Many of Sosabravo's narratives of the fantastic are biblical stories retold with island imagery. "The Destruction of the Tower of Babel" shows an island bamboo forest on blue sea, under siege from the tools or tourism and industry. Other works pay tribute to European modernists, while reminding us that the roots of Western modernism can be found in Afro-Cuban imagery. "Personage with Fish" is a totem to Paul Klee and the cubists, while "Homage to Hundertwasser" honors the Austrian expressionist painter. The paintings have a folkloric carnival atmosphere that predates and outlasts the modernists.

Flora Fong paints in a manner as fluid as the Caribbean waters. Cliché symbols of tropical tourism – palm trees, bananas, tropical fish and birds – regain their soulful essence in her exquisitely contoured and brilliantly reduced compositions. Fong, whose ancestry is Chinese and Cuban, studied Chinese painting and calligraphy. Her sensitive brush defines her subjects and their movement in the first stroke, synthesizing calligraphy and expressionism.

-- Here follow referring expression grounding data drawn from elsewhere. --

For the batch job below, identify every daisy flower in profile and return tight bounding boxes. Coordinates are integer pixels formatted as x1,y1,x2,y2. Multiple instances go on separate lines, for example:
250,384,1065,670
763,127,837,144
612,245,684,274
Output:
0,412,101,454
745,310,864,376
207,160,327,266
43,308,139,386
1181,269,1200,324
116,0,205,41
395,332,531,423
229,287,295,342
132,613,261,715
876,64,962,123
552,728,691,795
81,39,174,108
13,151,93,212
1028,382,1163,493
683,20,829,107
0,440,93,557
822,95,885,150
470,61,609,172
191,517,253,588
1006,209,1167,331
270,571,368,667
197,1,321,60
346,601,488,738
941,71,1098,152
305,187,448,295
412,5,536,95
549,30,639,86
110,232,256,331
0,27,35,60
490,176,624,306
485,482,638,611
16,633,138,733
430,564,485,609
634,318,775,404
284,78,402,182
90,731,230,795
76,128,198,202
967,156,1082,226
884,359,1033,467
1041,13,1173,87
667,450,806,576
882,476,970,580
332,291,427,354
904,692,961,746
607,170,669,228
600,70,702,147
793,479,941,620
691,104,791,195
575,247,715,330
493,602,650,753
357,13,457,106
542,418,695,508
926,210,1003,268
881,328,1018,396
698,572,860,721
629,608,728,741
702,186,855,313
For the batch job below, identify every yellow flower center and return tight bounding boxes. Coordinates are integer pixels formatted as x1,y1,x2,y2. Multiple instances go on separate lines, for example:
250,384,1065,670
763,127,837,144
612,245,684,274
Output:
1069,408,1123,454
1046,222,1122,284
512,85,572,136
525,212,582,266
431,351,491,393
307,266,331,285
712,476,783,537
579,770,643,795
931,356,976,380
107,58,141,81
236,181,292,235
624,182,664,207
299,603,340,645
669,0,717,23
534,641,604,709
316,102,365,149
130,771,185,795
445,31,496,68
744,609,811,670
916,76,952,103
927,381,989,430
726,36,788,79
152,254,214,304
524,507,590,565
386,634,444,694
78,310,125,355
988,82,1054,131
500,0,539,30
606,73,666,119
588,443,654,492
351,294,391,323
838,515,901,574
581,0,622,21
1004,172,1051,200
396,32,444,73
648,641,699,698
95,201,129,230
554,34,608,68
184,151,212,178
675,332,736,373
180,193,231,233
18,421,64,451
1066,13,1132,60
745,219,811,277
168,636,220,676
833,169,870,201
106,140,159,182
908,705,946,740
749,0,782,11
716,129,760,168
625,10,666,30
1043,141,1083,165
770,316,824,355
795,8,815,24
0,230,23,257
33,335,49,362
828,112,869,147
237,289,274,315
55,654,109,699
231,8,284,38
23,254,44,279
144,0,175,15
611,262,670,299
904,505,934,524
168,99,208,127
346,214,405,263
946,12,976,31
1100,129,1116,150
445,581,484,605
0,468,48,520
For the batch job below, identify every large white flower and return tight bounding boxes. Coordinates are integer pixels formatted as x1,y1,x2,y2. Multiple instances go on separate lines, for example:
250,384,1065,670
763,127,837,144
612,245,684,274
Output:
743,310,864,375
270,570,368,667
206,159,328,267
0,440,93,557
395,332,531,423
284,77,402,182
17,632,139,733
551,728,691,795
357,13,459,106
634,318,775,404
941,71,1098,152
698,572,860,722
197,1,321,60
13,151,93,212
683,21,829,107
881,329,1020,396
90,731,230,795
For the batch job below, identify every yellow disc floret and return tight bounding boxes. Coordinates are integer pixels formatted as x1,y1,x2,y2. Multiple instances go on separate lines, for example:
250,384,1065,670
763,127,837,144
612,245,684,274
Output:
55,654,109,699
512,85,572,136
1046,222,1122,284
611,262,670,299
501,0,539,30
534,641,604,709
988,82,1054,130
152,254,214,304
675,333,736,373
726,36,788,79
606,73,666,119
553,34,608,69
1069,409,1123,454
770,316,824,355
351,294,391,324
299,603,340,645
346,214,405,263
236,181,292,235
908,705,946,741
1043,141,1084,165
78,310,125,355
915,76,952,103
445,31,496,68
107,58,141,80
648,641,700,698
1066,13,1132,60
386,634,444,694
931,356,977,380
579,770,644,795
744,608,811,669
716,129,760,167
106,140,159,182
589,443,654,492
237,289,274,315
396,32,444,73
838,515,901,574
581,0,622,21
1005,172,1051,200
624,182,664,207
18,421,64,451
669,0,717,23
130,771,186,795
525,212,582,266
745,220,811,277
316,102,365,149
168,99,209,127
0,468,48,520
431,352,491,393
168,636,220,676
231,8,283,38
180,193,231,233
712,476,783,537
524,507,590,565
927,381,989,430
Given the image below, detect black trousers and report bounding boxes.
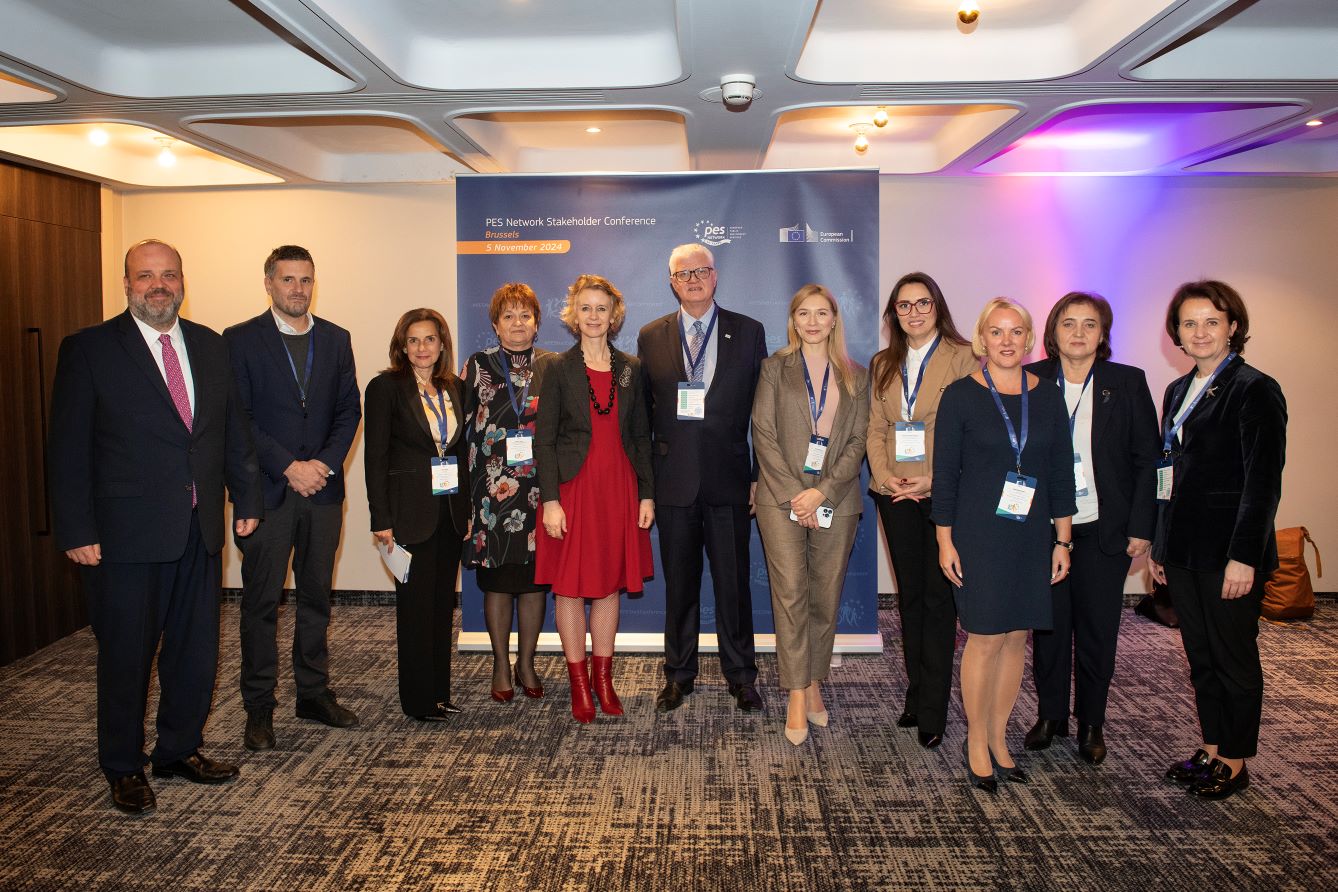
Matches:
[236,495,343,711]
[875,495,956,735]
[658,501,758,685]
[395,500,463,716]
[1166,564,1264,760]
[1031,522,1131,727]
[84,512,220,780]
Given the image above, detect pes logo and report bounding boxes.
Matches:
[693,219,743,247]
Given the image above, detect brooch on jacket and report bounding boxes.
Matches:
[618,366,633,388]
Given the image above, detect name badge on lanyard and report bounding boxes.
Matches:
[1061,368,1094,498]
[1156,352,1234,502]
[421,387,459,495]
[896,335,939,462]
[803,360,831,474]
[984,366,1032,523]
[677,312,717,421]
[501,356,534,466]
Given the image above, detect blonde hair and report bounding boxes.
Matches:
[777,284,859,394]
[971,297,1035,358]
[559,274,626,338]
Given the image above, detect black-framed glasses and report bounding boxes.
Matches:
[894,298,934,316]
[670,266,714,283]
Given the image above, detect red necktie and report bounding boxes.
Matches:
[159,334,196,506]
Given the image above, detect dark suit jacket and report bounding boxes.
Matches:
[1025,358,1161,555]
[363,371,469,546]
[1151,356,1286,574]
[224,311,361,510]
[49,310,262,561]
[533,344,652,502]
[636,305,767,507]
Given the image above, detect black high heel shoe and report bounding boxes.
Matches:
[962,741,998,793]
[990,750,1029,784]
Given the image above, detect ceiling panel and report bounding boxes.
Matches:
[796,0,1178,83]
[453,111,689,173]
[0,0,355,98]
[1190,114,1338,173]
[310,0,682,90]
[764,104,1019,173]
[0,70,58,104]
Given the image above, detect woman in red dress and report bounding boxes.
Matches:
[533,275,655,723]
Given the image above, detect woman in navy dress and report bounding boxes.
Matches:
[932,298,1075,793]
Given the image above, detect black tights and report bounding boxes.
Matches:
[484,590,546,690]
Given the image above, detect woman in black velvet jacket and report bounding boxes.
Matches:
[1149,280,1286,801]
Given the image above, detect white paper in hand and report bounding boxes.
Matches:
[379,540,412,583]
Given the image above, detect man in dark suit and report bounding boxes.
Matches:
[637,243,767,712]
[224,245,361,752]
[50,239,262,815]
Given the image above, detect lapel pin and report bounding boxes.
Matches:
[1207,386,1218,398]
[724,333,732,339]
[1101,389,1111,402]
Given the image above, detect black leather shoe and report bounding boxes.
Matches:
[411,701,461,721]
[917,731,943,749]
[439,700,462,714]
[152,751,239,785]
[1023,718,1069,751]
[727,683,764,712]
[1077,723,1107,766]
[1190,760,1250,800]
[896,710,918,729]
[655,680,694,712]
[109,772,156,815]
[244,708,275,752]
[1165,749,1214,786]
[296,691,359,728]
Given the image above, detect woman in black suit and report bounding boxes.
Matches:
[364,308,470,721]
[1150,281,1286,801]
[1022,293,1161,766]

Fong's "Portrait of a Cyclone" stops the fury of a tropical storm in its terrifying tracks. You can hear the wind and smell the electricity as her palm trees and telephone poles bend to near breaking point. The work is a succinct, abstract and perfectly visceral embodiment of the power and energy of a hurricane.

While the Gulf Coast exhibition brings us the work of contemporary Cuban masters, the exhibition Deep Blue: Caribbean-American Statements at the Florida Craftsmen Gallery offers a sampling of emerging Caribbean artists. Guest curator Juan "Ermán" Gonzalez (known as Ermán) set an ambitious agenda of destroying stereotypical perceptions of Caribbean tourist art; representing young artists working in new media; and erasing the line between art and craft. I'll highlight a few of the 16 participating artists to indicate the great variety of media and work here, but the other works are equally worth the visit.

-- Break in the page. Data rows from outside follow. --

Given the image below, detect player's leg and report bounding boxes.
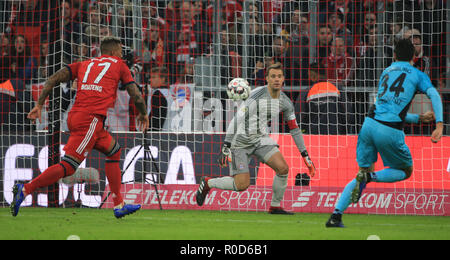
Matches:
[352,123,413,203]
[258,146,292,215]
[11,154,81,217]
[196,148,250,206]
[10,112,95,216]
[327,119,377,227]
[95,131,140,218]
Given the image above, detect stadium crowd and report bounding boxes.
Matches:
[0,0,448,134]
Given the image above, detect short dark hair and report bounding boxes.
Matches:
[266,62,285,76]
[100,36,122,55]
[394,38,415,62]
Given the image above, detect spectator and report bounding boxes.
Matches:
[9,34,38,85]
[261,0,287,24]
[141,0,167,40]
[404,28,439,87]
[147,66,169,132]
[281,8,309,43]
[287,26,310,87]
[166,1,211,83]
[413,0,445,71]
[324,37,354,88]
[62,0,82,63]
[71,0,90,24]
[37,39,49,80]
[116,6,134,48]
[83,25,100,57]
[385,14,411,46]
[315,24,333,64]
[219,26,242,85]
[354,11,377,47]
[8,0,50,59]
[1,33,9,57]
[247,17,265,83]
[327,10,353,55]
[142,20,165,77]
[165,1,182,27]
[355,27,393,88]
[0,36,32,131]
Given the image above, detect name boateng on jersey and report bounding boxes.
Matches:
[67,55,135,116]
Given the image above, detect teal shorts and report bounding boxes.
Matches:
[357,117,413,169]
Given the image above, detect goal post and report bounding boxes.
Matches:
[0,0,449,215]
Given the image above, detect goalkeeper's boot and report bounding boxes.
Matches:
[326,213,345,228]
[268,206,294,215]
[10,183,25,217]
[196,177,211,206]
[351,170,370,204]
[114,204,141,219]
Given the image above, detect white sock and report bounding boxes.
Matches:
[271,174,288,207]
[208,177,238,191]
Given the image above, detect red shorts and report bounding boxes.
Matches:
[64,111,113,162]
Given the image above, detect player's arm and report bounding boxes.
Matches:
[426,87,444,143]
[287,116,316,177]
[27,67,71,123]
[282,96,315,176]
[219,105,241,168]
[417,71,444,143]
[126,82,149,132]
[405,111,436,124]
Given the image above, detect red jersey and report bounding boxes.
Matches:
[67,55,135,116]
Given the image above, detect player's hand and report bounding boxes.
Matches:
[137,113,149,133]
[419,111,436,123]
[301,151,316,178]
[431,122,443,143]
[27,105,42,124]
[218,142,232,168]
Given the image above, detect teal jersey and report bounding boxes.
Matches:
[372,61,435,124]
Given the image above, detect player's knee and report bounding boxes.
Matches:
[106,142,121,161]
[234,175,250,191]
[277,164,289,176]
[403,167,413,180]
[60,156,80,177]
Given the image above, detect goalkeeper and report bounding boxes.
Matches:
[326,39,444,227]
[196,63,316,214]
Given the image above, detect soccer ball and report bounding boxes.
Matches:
[227,78,251,101]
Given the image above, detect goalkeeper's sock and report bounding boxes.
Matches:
[370,168,407,183]
[208,177,238,191]
[334,179,357,214]
[24,161,76,194]
[271,174,288,207]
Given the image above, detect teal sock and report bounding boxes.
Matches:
[371,168,406,183]
[334,179,357,214]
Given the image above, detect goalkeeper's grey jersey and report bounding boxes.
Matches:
[225,86,307,153]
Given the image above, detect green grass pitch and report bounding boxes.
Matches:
[1,208,449,240]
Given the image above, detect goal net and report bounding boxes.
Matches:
[0,0,449,215]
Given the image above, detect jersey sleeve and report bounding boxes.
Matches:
[282,94,307,154]
[120,62,135,86]
[66,62,82,81]
[417,70,434,93]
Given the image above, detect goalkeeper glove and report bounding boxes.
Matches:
[218,142,232,168]
[301,151,316,177]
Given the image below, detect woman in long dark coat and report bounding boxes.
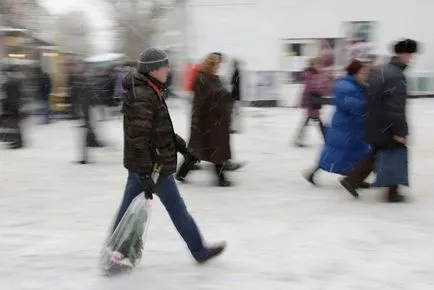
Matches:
[176,54,233,186]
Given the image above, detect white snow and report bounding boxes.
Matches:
[2,99,434,290]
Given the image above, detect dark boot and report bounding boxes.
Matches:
[223,160,245,171]
[304,167,319,186]
[340,178,359,199]
[196,242,226,264]
[215,164,232,187]
[357,181,371,189]
[176,160,193,183]
[386,185,406,203]
[8,142,23,149]
[191,163,202,171]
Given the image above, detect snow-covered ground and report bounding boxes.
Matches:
[2,99,434,290]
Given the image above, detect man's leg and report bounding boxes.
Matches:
[340,152,375,198]
[112,172,144,232]
[155,175,225,262]
[155,175,206,257]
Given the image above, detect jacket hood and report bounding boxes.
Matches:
[122,69,147,90]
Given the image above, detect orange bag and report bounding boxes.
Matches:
[182,63,199,92]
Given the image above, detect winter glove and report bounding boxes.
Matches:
[185,151,200,164]
[139,174,156,200]
[174,133,188,155]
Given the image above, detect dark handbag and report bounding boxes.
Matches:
[309,91,323,110]
[372,146,409,187]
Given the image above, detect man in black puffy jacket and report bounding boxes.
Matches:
[110,48,225,267]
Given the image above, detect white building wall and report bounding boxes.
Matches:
[275,0,434,72]
[188,0,434,71]
[187,0,279,71]
[187,0,434,105]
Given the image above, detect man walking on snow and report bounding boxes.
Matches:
[112,47,226,264]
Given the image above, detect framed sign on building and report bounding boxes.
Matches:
[337,21,377,69]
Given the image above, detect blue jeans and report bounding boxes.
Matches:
[113,172,207,260]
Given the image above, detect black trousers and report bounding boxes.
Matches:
[1,116,23,146]
[177,159,226,181]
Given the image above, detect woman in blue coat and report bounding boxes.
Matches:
[305,59,371,186]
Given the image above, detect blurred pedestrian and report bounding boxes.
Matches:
[1,68,24,149]
[341,39,418,202]
[230,59,242,133]
[304,59,371,189]
[176,53,234,186]
[36,68,52,124]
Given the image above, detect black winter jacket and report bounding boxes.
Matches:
[365,57,409,148]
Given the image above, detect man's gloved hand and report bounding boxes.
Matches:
[139,175,156,200]
[174,134,188,155]
[175,133,200,163]
[185,151,200,164]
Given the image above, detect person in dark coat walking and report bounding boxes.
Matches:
[230,59,241,133]
[176,54,234,186]
[340,39,418,202]
[68,65,81,120]
[36,68,52,124]
[110,48,225,266]
[304,59,371,187]
[76,65,104,164]
[1,70,24,149]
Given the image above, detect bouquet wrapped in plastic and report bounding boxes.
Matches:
[100,164,161,275]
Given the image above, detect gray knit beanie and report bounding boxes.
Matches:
[137,48,169,74]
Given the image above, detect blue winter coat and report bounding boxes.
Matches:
[318,75,370,175]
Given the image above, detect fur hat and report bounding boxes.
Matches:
[137,48,169,74]
[394,39,418,54]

Juana Valdes' installation "The Journey Within" is visible from the street. A flotilla of white porcelain boats, shaped like simple folded paper hats, is placed on a blue painted platform inside the gallery window. The boats are pretty, but the sharp pyramids protruding upwards prevent the boats from holding any passengers. This installation makes a simply formal statement about the perilous physical and psychic journey Caribbean exiles must risk.

Guillermo Gonzalez, trained as a jeweler, creates exquisite objects out of reclaimed and recycled materials. A cedar box is inlaid with recycled piano key ivory and sterling silver. The remaining ebony piano keys are used in another piece, a letter opener of cow bone. His pieces are unexpected jewels fashioned from cast-off materials. His work reminds us of the tradition of artisanship that is more ancient than the western tradition of "fine arts."

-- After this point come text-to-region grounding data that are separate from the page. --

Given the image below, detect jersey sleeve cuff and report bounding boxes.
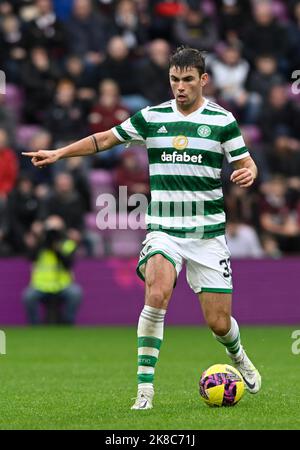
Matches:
[111,127,126,142]
[227,150,250,163]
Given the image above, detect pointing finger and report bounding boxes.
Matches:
[22,152,37,157]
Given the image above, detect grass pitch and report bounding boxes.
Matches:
[0,326,299,430]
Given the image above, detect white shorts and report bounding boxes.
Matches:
[137,231,233,294]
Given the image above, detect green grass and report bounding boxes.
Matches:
[0,326,299,430]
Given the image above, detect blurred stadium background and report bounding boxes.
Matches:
[0,0,300,325]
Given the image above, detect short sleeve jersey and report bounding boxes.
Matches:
[112,98,250,239]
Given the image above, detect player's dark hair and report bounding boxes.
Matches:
[169,46,206,77]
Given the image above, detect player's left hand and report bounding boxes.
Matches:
[230,168,255,188]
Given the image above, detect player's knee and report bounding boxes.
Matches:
[146,288,171,309]
[207,315,231,336]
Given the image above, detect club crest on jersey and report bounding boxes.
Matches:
[172,135,188,150]
[197,125,211,137]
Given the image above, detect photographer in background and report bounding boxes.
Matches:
[23,215,82,325]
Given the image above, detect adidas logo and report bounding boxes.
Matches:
[157,126,168,133]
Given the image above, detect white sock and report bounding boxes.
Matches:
[213,316,242,359]
[137,305,166,391]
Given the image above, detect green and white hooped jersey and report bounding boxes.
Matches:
[112,98,250,239]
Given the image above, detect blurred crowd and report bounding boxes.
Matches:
[1,0,300,259]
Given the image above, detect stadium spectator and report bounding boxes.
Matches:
[0,128,19,256]
[39,172,85,242]
[137,39,171,105]
[0,128,19,199]
[21,46,60,123]
[225,183,259,229]
[23,0,67,59]
[114,148,150,202]
[267,134,300,179]
[0,94,16,146]
[258,84,300,143]
[62,54,96,101]
[246,54,284,101]
[148,0,185,41]
[208,43,260,123]
[98,36,148,113]
[242,0,291,70]
[226,219,264,258]
[260,233,282,259]
[23,215,82,324]
[172,3,218,52]
[87,78,129,168]
[132,0,152,32]
[66,0,112,65]
[58,156,92,213]
[0,0,14,17]
[287,1,300,72]
[44,78,87,145]
[215,0,252,43]
[112,0,149,52]
[0,14,26,83]
[6,174,40,254]
[208,43,250,92]
[88,79,130,135]
[259,176,300,253]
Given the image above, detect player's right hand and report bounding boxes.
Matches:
[22,150,60,168]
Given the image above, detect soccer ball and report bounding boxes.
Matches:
[199,364,245,407]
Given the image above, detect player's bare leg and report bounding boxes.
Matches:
[131,254,176,410]
[199,292,261,393]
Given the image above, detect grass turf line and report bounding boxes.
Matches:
[0,326,299,430]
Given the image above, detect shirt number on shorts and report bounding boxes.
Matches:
[219,258,231,278]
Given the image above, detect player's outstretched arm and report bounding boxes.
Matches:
[230,156,258,188]
[22,130,121,168]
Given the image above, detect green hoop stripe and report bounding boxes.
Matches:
[138,374,154,384]
[221,120,241,144]
[149,107,173,113]
[130,111,148,140]
[201,288,233,293]
[202,108,227,117]
[138,355,158,367]
[149,197,224,217]
[229,147,249,158]
[150,174,222,192]
[226,347,240,354]
[115,125,132,141]
[146,223,226,239]
[216,335,240,347]
[138,336,162,350]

Ermán's own work is displayed in a separate installation. While working in the garment industry in Miami, he learned skills of fiber art. Using fabric, ceramics and wood, he weaves stories of his real and fantasy childhood, with a palpable nostalgia for the Cuba of his childhood. Each of Ermán's sewn, quilted and sculpted garments symbolize a member of his family and the longings of exile.

"El Plato Nacional" is a transparent tulle robe, attached like many of his fiber pieces with clothespins to clothesline. A grid is sewn across the entire piece, creating pockets, which are filled with rice, black beans and laurel leaves – the ingredients of the national dish of Cuba. The piece refers to the memories of his mother and the rationed meals that sustained her children during the years of his father's political imprisonment. This and other works, which resist the designer's temptation of decorative embellishment, have an eloquence and honesty that transcend craft to become art.

These two exhibitions are strong representations of the old guard and cutting edge of current art of the Americas. I hope the other exhibitions of Arte 2005 offer equally rich and thoughtful work.